FWD: RE: Appealing to or introducing Tech Comm "best practices"

Subject: FWD: RE: Appealing to or introducing Tech Comm "best practices"
From: Anonymous Poster <anonfwd -at- raycomm -dot- com>
To: techwr-l -at- lists -dot- raycomm -dot- com
Date: Mon, 25 Oct 1999 16:06:58 -0600 (MDT)


Techwr-lers,

Thanks for all the interesting and helpful responses to my original post
about appealing to tech writing standards or best practices when working
with colleagues who aren't familiar with them. That post was vague, so I'd
like to try to clarify my situation and then make further comment.

First, about my situation. I actually was hired to this new position
because the manager of QA and Documentation thought my portfolio showed I could
help bring about improvements in the company's documentation. That is all very
well, but how to go about it? Obviously, the situation calls for
diplomacy, especially toward the other tech writer. Fortunately, my new colleague and
I get along very well personally, and there is no personality conflict, as
one poster wondered. But I've been asked to get to it right away; there isn't
much opportunity to persuade by example, although I agree that would be a
great approach. For those who've cautioned me not to assume all my ways
are right and that my colleague can't possibly have any good ideas, I agree
and am doing my best to keep my mind wide open and to look for
opportunities
to learn and to compromise.

Now, for further comment. Maggie Secara says "citing Authority" may not be
a very persuasive argument. And Eric Ray points out that "just because it's
in a book doesn't mean it's right, just because it's published doesn't mean
it's right, and just because it's conventional wisdom doesn't mean it's
right" and that too few of the standards or best practices we rely on are
actually "proven" by empirical studies. I agree with both Maggie and Eric.
Standards are merely standards; they are not statistics and even empirical
studies must be interpreted for application to particular contexts.

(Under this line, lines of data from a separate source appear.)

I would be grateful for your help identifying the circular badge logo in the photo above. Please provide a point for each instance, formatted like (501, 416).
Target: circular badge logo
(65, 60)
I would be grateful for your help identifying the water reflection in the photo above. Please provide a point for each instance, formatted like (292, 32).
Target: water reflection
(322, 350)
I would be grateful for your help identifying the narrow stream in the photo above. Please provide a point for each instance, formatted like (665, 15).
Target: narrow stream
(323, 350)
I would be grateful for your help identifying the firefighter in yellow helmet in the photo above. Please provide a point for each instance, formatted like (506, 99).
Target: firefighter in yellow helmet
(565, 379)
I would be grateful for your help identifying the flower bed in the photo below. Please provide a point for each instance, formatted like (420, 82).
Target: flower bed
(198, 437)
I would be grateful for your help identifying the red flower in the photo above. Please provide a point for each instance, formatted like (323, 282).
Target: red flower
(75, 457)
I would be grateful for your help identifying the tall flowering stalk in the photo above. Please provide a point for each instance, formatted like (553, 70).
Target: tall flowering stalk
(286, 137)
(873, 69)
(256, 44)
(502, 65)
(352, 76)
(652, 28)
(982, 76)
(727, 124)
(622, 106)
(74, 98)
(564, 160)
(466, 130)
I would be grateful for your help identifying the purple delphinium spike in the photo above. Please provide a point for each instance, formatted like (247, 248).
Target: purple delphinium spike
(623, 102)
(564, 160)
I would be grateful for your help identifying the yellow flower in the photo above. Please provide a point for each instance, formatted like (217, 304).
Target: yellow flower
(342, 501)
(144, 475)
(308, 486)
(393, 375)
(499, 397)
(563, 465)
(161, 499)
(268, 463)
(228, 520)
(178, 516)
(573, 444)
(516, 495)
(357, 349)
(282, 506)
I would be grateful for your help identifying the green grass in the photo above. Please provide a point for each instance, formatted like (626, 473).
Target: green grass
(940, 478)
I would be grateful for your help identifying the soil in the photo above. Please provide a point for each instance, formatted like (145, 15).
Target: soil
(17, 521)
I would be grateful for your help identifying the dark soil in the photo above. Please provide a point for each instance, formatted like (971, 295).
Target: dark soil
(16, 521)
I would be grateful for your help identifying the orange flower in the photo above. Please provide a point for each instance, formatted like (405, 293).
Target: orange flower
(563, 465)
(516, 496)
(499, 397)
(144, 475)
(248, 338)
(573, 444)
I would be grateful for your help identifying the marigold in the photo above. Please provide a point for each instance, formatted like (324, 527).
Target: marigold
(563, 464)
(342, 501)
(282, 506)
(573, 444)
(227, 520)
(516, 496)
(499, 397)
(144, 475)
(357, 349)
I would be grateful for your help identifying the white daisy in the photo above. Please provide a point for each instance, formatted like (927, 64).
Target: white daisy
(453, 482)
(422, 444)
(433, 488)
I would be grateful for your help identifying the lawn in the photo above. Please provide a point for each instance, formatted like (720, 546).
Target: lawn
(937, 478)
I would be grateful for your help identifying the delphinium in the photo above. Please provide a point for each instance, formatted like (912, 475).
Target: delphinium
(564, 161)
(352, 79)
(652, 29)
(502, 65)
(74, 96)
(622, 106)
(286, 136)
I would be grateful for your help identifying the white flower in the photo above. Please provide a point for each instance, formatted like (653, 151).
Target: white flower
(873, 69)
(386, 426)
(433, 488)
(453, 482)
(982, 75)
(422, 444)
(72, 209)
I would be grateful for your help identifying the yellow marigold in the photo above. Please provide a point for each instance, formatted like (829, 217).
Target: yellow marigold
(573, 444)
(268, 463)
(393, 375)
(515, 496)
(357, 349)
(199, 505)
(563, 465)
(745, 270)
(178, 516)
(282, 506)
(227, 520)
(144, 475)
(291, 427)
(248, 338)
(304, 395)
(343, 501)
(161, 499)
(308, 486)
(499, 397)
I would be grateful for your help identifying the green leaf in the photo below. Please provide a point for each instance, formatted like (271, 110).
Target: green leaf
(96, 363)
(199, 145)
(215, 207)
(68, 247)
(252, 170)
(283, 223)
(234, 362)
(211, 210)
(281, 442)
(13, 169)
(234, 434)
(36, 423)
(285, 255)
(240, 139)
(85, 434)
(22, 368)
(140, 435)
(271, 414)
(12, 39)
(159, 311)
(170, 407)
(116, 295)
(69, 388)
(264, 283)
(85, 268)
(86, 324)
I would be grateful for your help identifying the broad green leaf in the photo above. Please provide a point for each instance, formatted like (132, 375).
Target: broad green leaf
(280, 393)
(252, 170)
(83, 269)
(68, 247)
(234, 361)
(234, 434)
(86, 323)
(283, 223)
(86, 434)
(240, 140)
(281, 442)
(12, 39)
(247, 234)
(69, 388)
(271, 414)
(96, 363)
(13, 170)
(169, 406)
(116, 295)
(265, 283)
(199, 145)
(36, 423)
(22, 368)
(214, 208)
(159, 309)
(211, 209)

However, some of the principles that could be considered standard do have
some basis in empirical studies. Aren't there studies that show that text
in all uppercase is harder to read than text with a mixture of upper and
lowercase? (Nod to Tom Murrell.) I believe I could also find studies that
suggest that online help windows with black text on a white background are
easier to read than those with white text on a light blue background.

In cases like these and in cases where the standard is less definitive, I
think discussing the issue in terms of some published work can be more
constructive than discussing it in terms of "my way is better." If my
co-worker and I disagreed on what background color to use in online help
windows, my first reaction would be to pull out Horton's _Designing and
Writing Online Documentation_ to see what he has to say and to check out
his bibliography for any existing empirical studies. Bringing this respected,
outside voice can help our discussion be less subjective and personal.

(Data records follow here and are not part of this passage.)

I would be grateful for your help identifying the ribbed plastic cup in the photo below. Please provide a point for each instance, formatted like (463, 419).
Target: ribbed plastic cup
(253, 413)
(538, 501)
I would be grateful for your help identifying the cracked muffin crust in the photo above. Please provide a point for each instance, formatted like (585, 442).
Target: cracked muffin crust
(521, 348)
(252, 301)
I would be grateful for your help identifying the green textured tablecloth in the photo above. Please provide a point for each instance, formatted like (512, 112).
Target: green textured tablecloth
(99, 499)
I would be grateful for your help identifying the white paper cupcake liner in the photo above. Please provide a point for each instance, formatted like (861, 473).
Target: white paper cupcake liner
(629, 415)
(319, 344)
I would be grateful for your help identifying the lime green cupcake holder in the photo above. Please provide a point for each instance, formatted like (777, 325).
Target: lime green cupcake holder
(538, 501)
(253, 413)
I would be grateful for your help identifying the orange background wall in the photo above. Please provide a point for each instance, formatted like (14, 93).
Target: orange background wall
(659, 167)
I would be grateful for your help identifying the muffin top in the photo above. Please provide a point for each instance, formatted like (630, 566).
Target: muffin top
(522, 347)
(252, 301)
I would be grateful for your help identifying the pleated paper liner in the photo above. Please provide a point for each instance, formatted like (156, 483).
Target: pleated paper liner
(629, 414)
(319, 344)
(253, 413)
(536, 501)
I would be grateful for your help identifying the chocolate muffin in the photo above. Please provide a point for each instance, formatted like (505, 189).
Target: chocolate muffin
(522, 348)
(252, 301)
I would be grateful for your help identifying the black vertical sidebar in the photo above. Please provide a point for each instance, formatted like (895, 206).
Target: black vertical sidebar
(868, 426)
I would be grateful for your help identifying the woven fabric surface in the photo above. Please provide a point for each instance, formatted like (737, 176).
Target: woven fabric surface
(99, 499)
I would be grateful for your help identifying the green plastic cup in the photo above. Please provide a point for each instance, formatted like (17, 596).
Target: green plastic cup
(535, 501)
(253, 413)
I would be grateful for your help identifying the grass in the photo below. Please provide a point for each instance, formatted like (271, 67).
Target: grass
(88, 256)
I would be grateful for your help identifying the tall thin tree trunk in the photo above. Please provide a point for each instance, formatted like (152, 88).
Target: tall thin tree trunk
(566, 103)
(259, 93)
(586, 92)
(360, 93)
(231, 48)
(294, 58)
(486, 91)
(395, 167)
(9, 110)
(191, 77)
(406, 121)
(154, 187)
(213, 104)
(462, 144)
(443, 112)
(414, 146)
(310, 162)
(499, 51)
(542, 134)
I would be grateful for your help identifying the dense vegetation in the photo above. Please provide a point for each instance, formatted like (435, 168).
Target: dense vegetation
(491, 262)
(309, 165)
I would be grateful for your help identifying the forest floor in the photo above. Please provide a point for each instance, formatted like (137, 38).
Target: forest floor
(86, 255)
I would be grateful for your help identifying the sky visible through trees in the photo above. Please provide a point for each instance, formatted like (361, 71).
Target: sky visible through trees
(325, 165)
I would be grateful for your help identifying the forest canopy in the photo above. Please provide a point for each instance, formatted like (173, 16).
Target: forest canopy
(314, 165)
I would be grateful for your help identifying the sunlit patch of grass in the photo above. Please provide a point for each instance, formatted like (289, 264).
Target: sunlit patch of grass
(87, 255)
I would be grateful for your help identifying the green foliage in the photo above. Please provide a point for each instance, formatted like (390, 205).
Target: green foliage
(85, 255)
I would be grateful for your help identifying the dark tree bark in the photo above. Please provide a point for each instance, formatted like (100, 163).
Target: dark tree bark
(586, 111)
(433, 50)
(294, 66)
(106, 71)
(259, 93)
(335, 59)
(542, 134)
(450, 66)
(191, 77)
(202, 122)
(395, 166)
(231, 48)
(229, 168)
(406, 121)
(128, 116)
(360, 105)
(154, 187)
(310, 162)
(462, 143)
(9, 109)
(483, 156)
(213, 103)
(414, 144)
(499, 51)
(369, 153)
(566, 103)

But what if my colleague isn't interested in reading, either the sources I
can supply or ones s/he finds? My experience suggests that, when this is
the case, the discussion is basically over, and the person with the most power
wins. (Nod to Andrew Plato.) I don't like power games, winning or losing
them. What I *do* enjoy is a lively discussion of whatever standard, best
practice, or guru advice seems relevant to the issue at hand. So, in
response to Nora Merhar's comment and question, "When I was working with a
team of writers, we worked to a template and discussed/voted on each
change. It was a seriously irritating process, but at least everyone got to have
input. Is that the kind of thing you want to do?" Yes!

My original post was about how to encourage my colleague to get interested
in reading whatever the going word about a given technical communication
issue is, so we can discuss and decide. Of course, I believe that if my
colleague becomes familiar with the available resources, she might change
her mind and agree with me on some issues. But I wouldn't mind if she read
them and still disagreed. Geoff Hart's advice on how to encourage learning
in "students" addresses this concern directly, and it seems like good
advice to me.

Thanks again for all the responses. I've enjoyed reading them and have
benefited from each, cited and uncited.